In the meantime, can anyone tell me if I am correct in assuming that a contact detachment assigned to the Brigade HQ would be travelling with the Brigadier's staff contingent? I am visualizing him (an acting corporal) in a jeep with his officer and four troopers operating their two radio sets and collecting reports from the units in the field. If so, I am thinking he wouldn't have been in a forward area and so might have been killed by artillery fire or a mine or something like that.


----------



## Dennis Ruhl (26 May 2009)

dfuller52 said:
			
		

> In the meantime, can anyone tell me if I am correct in assuming that a contact detachment assigned to the Brigade HQ would be travelling with the Brigadier's staff contingent? I am visualizing him (an acting corporal) in a jeep with his officer and four troopers operating their two radio sets and collecting reports from the units in the field. If so, I am thinking he wouldn't have been in a forward area and so might have been killed by artillery fire or a mine or something like that.

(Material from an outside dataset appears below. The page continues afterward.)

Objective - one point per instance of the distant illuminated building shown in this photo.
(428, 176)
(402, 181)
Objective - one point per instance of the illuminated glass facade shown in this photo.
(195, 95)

A contact detachment would probably have remained at brigade HQ regardless of any absence by the brigadier but anything is possible.  A spare body could have been employed in another capacity during a battle especially if a trained signaller with a spare radio.  Brigade HQ could have been a house, large building, or the back of a truck or number of trucks.  During  a set-piece battle with limited objectives a move would be unlikely.


----------